As pointed out by former board member and board liaison to the Ruffed Grouse Committee, Gary Zimmer, a vibrant forest industry would be an integral part of the plan, with 2.4 million acres in 30 county forests, there was a great opportunity to help this species, which has been one of the top five hunted species in the state for decades, he said.
While managing young forests is similar for deer and grouse, the area needed to make an impact on grouse can be much smaller. Male grouse, Zimmer said, spend all of their life in just a 12-acre area, with females’ range a bit bigger at 40 acres, due to rearing and brooding activities. This means even land owners with smaller parcels can make a positive impact on ruffed grouse populations locally, with proper management.

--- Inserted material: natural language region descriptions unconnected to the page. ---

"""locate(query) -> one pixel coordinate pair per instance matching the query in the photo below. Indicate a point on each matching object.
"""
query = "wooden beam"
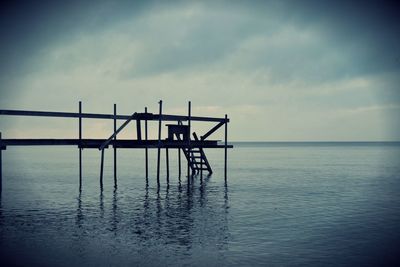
(216, 127)
(142, 116)
(107, 142)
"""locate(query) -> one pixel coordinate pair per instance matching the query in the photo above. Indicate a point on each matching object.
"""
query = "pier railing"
(185, 146)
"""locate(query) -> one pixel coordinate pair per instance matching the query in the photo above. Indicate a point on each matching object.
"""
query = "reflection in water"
(178, 221)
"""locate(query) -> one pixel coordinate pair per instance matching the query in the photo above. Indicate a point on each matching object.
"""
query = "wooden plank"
(142, 116)
(95, 143)
(216, 127)
(116, 132)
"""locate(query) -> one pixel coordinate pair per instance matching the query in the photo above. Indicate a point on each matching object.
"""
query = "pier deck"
(179, 137)
(119, 143)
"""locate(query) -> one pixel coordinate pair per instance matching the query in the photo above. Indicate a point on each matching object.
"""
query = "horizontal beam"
(141, 116)
(120, 143)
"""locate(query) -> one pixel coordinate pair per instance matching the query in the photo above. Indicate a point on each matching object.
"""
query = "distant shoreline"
(313, 143)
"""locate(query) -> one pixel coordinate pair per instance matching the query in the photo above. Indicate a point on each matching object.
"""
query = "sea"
(282, 204)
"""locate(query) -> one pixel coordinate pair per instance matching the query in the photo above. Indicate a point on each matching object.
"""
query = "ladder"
(196, 157)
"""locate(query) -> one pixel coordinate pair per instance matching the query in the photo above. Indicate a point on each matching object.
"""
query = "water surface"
(284, 204)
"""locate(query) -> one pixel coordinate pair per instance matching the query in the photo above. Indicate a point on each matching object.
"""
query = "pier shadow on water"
(179, 223)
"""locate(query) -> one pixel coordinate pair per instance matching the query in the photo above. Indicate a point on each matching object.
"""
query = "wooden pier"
(179, 137)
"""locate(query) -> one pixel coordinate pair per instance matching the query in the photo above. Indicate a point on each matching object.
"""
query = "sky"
(281, 70)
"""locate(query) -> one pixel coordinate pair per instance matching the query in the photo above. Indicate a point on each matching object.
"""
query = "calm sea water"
(285, 204)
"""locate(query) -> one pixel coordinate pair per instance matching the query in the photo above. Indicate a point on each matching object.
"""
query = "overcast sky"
(284, 70)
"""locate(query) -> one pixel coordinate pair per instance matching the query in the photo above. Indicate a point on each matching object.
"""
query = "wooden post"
(80, 145)
(146, 149)
(115, 149)
(101, 169)
(179, 161)
(226, 146)
(159, 144)
(189, 125)
(167, 161)
(1, 166)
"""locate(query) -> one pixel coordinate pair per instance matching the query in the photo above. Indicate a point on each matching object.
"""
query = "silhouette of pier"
(179, 137)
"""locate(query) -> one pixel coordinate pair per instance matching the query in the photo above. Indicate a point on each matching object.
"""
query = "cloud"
(279, 73)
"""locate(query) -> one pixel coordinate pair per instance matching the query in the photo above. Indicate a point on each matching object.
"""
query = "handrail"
(142, 116)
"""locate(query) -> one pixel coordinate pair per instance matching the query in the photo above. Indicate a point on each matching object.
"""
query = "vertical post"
(179, 161)
(1, 166)
(146, 149)
(80, 145)
(226, 146)
(101, 169)
(189, 125)
(115, 149)
(167, 161)
(159, 144)
(138, 130)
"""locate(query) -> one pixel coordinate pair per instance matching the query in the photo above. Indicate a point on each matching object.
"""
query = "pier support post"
(179, 162)
(226, 146)
(159, 144)
(1, 166)
(146, 150)
(189, 126)
(101, 169)
(115, 149)
(167, 161)
(80, 145)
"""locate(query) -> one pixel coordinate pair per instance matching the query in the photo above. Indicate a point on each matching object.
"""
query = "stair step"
(205, 169)
(197, 162)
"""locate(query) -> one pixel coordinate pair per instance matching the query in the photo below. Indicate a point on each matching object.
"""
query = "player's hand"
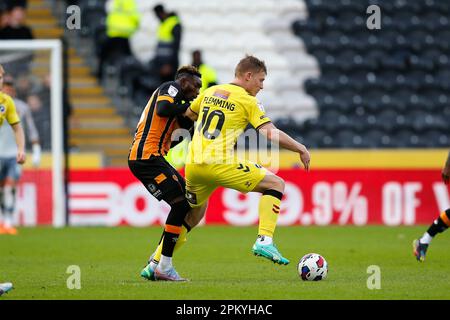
(36, 158)
(305, 157)
(446, 175)
(21, 157)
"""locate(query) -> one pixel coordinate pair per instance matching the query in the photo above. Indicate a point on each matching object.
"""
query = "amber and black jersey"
(154, 132)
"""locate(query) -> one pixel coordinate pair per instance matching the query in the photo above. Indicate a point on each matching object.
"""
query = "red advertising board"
(320, 197)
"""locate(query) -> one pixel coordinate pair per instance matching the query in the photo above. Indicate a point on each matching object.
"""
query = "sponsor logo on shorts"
(221, 94)
(160, 178)
(173, 91)
(154, 191)
(191, 197)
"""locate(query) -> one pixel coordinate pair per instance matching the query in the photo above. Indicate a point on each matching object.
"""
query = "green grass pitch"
(220, 265)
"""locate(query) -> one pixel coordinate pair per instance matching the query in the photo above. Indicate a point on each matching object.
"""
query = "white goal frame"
(56, 113)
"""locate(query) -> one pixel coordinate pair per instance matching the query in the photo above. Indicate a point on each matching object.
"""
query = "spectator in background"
(24, 112)
(18, 3)
(209, 76)
(122, 21)
(39, 101)
(3, 17)
(15, 28)
(166, 59)
(11, 170)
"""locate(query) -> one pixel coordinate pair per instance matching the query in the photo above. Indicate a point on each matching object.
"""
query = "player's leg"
(2, 183)
(157, 177)
(2, 210)
(246, 176)
(9, 195)
(5, 287)
(172, 231)
(272, 189)
(439, 225)
(193, 218)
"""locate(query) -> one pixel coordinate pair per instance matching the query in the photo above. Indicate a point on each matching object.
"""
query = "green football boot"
(269, 251)
(148, 272)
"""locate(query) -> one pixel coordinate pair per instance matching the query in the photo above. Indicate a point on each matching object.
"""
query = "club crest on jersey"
(173, 91)
(261, 107)
(221, 94)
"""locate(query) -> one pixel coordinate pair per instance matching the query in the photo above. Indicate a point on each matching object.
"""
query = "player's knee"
(178, 212)
(278, 184)
(9, 192)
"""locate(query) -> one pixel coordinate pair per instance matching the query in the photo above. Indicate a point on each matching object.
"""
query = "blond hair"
(250, 64)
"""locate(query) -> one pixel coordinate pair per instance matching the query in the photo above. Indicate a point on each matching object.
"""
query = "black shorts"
(160, 179)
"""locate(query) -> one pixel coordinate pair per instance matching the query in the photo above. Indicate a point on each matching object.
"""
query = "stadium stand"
(332, 82)
(384, 88)
(94, 123)
(130, 80)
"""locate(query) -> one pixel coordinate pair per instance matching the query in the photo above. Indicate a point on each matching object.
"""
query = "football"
(312, 267)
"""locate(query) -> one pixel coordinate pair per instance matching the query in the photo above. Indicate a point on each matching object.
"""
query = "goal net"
(34, 71)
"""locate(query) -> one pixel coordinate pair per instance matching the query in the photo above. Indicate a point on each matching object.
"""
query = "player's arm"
(194, 109)
(191, 114)
(33, 136)
(168, 108)
(284, 140)
(20, 141)
(446, 170)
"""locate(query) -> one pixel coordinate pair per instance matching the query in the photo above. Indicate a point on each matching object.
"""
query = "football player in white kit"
(11, 150)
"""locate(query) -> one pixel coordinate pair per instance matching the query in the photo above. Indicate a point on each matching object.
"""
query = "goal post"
(55, 47)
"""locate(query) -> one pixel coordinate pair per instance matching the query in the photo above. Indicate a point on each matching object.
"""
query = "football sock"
(173, 227)
(165, 263)
(9, 205)
(264, 240)
(269, 208)
(426, 238)
(439, 225)
(181, 241)
(2, 207)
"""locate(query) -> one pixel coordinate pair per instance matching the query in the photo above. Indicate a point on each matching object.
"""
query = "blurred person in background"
(209, 75)
(15, 28)
(8, 166)
(122, 21)
(24, 112)
(439, 225)
(166, 60)
(5, 287)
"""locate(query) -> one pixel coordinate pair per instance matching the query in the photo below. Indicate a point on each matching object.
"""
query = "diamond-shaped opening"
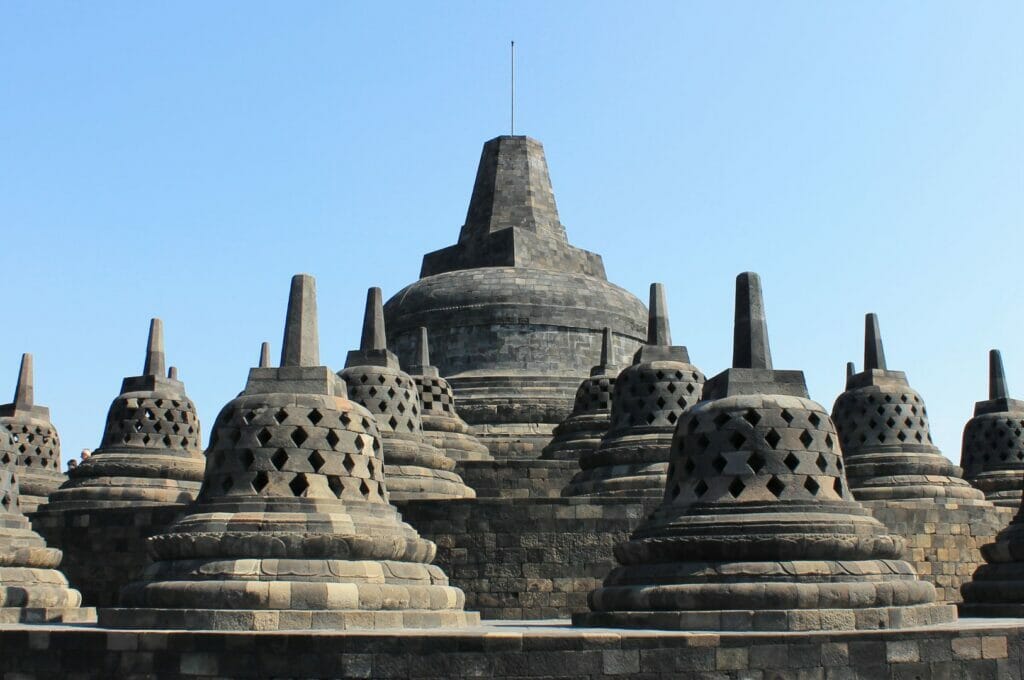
(736, 487)
(279, 459)
(260, 481)
(299, 484)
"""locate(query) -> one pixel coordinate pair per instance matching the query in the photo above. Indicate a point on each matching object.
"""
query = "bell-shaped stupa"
(884, 431)
(648, 398)
(35, 439)
(515, 312)
(758, 529)
(992, 455)
(442, 426)
(152, 449)
(416, 469)
(32, 589)
(292, 528)
(582, 431)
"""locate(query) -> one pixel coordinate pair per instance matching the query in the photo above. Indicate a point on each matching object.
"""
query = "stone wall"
(957, 650)
(525, 558)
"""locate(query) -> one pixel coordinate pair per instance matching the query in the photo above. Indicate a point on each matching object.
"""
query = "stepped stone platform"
(976, 649)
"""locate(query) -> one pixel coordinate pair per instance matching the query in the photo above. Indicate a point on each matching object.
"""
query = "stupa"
(515, 313)
(898, 473)
(582, 431)
(416, 469)
(648, 398)
(292, 528)
(152, 449)
(36, 440)
(992, 455)
(442, 426)
(758, 529)
(32, 589)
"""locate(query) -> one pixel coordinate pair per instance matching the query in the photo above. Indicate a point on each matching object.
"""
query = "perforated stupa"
(416, 468)
(758, 529)
(648, 398)
(35, 439)
(292, 528)
(992, 455)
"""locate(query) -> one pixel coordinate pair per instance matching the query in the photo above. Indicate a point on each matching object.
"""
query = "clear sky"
(183, 160)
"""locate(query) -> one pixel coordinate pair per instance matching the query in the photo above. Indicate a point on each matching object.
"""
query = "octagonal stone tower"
(887, 444)
(292, 528)
(36, 440)
(758, 529)
(442, 426)
(32, 590)
(152, 449)
(646, 402)
(515, 313)
(416, 468)
(992, 455)
(582, 431)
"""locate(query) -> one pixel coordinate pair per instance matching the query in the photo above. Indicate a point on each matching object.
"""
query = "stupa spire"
(875, 353)
(155, 350)
(750, 336)
(301, 343)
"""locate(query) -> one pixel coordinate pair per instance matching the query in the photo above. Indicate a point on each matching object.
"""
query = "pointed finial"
(605, 346)
(750, 334)
(155, 349)
(373, 322)
(25, 392)
(657, 317)
(423, 348)
(875, 353)
(996, 377)
(301, 344)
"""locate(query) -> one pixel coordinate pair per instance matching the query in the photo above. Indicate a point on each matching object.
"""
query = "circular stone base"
(773, 620)
(283, 620)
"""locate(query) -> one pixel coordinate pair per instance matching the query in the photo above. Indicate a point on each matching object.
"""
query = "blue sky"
(183, 160)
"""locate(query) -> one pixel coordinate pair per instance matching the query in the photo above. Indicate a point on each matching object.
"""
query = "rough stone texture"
(36, 439)
(647, 400)
(758, 528)
(582, 431)
(525, 558)
(983, 650)
(292, 527)
(514, 312)
(415, 467)
(32, 589)
(992, 455)
(442, 426)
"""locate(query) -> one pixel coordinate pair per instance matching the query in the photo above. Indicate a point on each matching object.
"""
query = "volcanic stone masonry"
(992, 455)
(32, 590)
(514, 312)
(36, 440)
(147, 467)
(292, 528)
(758, 529)
(648, 398)
(896, 471)
(415, 467)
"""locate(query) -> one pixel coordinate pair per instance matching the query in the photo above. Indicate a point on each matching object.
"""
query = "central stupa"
(515, 313)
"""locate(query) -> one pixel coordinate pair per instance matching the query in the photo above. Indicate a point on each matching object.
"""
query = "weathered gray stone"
(758, 528)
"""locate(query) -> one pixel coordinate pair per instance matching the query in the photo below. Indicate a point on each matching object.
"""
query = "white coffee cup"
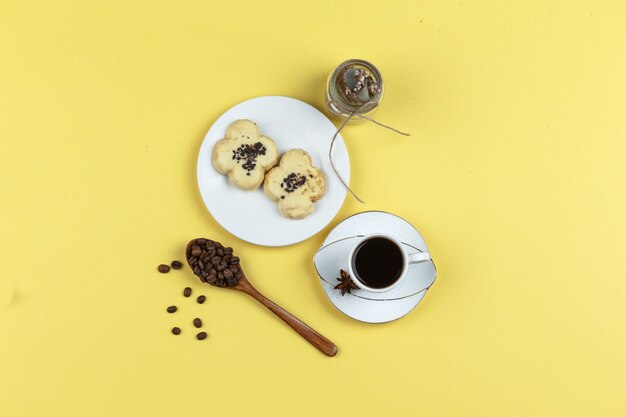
(407, 259)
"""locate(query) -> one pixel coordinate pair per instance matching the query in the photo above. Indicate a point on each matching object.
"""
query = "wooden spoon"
(243, 285)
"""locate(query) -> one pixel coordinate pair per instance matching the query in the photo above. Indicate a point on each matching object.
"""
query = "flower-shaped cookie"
(295, 183)
(244, 155)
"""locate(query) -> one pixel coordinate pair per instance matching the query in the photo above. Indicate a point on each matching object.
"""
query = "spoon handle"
(324, 345)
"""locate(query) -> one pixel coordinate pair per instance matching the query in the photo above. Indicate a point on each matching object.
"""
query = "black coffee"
(378, 262)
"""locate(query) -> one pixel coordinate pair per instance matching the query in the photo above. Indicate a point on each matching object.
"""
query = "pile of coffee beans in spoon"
(214, 263)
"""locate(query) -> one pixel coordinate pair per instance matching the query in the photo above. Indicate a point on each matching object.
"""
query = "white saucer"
(364, 305)
(252, 216)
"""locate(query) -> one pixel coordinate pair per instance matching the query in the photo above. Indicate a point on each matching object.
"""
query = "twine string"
(343, 124)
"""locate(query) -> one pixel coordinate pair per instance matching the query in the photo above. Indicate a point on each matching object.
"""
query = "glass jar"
(339, 105)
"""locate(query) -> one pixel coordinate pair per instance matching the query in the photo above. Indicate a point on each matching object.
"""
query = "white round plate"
(363, 305)
(251, 215)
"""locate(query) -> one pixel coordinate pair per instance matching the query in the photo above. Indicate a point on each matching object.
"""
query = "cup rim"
(353, 274)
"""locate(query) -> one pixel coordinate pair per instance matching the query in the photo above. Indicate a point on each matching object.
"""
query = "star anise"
(346, 285)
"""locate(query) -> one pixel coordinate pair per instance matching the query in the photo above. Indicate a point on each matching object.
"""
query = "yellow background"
(514, 174)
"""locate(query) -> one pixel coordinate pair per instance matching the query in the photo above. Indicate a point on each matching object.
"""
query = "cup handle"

Expanding partnerships was also proposed in the new plan. The department currently works with the Wisconsin Young Forest Partnership, the Ruffed Grouse Society and the Natural Resources Conservation Service, with which they jointly fund two private lands’ biologist positions as forest wildlife specialists. These individuals help private land owners in northern Wisconsin manage their land for wildlife. This is done free of charge for the land owner. They can also help landowners enroll in programs that will help pay for habitat work. Potential new partnerships highlighted were with both the Wisconsin County Forest Association and the U.S. Forest Service.
In the economic study completed by the department, it was found the state was truly a destination for hunters who looked to pit themselves against the ruffed grouse. Zimmer, in fact, said the state ranked third in the nation for grouse harvest.
“We have hunters from throughout the United States that come here specifically to hunt ruffed grouse,” Witecha said. “And we would like to get a better handle on what their economic impact is, specifically in our northern communities.” This would be used as a promotional tool to promote management on a wider scale, he said.
There are also opportunities to expand outreach, including improved hunter tools and expanding citizen science projects. Those projects include drumming surveys and West Nile monitoring. Through outreach and education, the department, and other stakeholders, hope to increase volunteer interest and participation in citizen science efforts as they relate to the species.
A great deal of time and effort went into the plan, which was well supported by the Wisconsin Conservation Congress and others. Zimmer said there was a great deal of open and frank discussion surrounding the best courses of action, and the results did not come easy.
“It would be naïve to say we’ve addressed all the concerns,” Zimmer said to the board. “But it’s a great first step.”
The 2020-2030 grouse plan was passed unanimously by the board, and will undergo a review by the board every two years.